Chelsea have refused to confirm that John Terry remains the club's captain following internal discipline over his racial abuse of Anton Ferdinand.
Terry announced yesterday that he would not appeal against the FA's punishment of a four-match ban and fine of £220,000 for calling Ferdinand a "f**kcing black c**t" during a match in October last year.
The former England captain also made an apology of sorts through a pre-prepared statement that read: "I want to take this opportunity to apologise to everyone for the language I used in the game."
Shortly after Terry's announcement, Chelsea revealed they had taken internal disciplinary action against the 31-year-old - although the sanctions would "remain confidential".
There has been speculation that the discipline could, and perhaps should, include stripping Terry of the Chelsea armband. If they did, it would be the third time in Terry's career that he has been removed as captain, having twice been disposed of the armband when playing for England.

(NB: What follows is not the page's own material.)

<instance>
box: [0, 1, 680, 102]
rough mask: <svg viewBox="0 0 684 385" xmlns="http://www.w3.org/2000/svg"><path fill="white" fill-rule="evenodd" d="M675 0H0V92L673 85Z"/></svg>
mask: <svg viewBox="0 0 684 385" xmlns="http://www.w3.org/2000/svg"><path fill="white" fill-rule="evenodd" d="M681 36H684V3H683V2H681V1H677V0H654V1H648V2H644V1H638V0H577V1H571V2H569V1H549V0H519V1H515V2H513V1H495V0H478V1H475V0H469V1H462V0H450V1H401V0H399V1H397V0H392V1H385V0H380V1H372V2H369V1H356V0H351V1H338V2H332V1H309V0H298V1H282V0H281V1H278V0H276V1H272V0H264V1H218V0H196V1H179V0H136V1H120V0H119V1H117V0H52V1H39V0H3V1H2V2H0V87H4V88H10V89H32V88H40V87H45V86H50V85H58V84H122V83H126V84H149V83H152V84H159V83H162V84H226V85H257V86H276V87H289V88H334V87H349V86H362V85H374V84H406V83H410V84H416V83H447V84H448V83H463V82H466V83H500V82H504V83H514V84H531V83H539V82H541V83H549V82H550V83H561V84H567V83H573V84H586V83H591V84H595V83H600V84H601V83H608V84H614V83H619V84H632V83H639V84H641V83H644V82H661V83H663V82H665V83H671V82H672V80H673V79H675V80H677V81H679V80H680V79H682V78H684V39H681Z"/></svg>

During today's press conference ahead of tomorrow's London derby against Tottenham, manager Roberto Di Matteo refused to be drawn on the subject.
"We do not discuss publicly the disciplinary matters we take against our players. They remain confidential. You will have to wait and see," Di Matteo said.
"They are internal matters, the action we take against our players, and we are not going to discuss it."
In terms of a fine, it cannot have exceeded two weeks wages, a figure which would amount to around £320,000. Any fines above that amount have to be cleared by the Professional Footballers' Association but Chelsea did not consult with the body.
There has been strong criticism of Chelsea's decision to keep silent on the matter with Lord Ouseley, the chairman of anti-racism body Kick It Out, claiming that for such a public figure and public offence, Chelsea should reveal their decision if they want to regain some of the credibility lost in the fallout from the affair.
"I believe Chelsea need to be open about the action they have taken," Lord Ouseley said. "A lot of people will be dissatisfied that Chelsea have not been much more up front about the standards they set and the values they have."
"If they are not prepared to say, it will further damage the trust of those people who still have suspicions about Chelsea's sincerity in dealing with this matter. I do welcome what they have said, but they need to be saying more and doing more if they are going to win back the confidence of people who have lost trust in them rather than to sit back and be silent."
A Chelsea club spokesman, sitting alongside Di Matteo at today's press conference, said: "We recognise and appreciate people will want to know.
"But it is our right as an organisation with the disciplinary process we have, it is a personnel matter, it is an HR (human resources) matter, and many organisations deal with it in the same way and we feel that dealing with it as a confidential matter is the way we should continue to go forward."
Whether Terry remains captain should become clear on Tuesday when Chelsea play Shakhtar Donetsk in the Champions League, a competition the defender remains eligible to play in.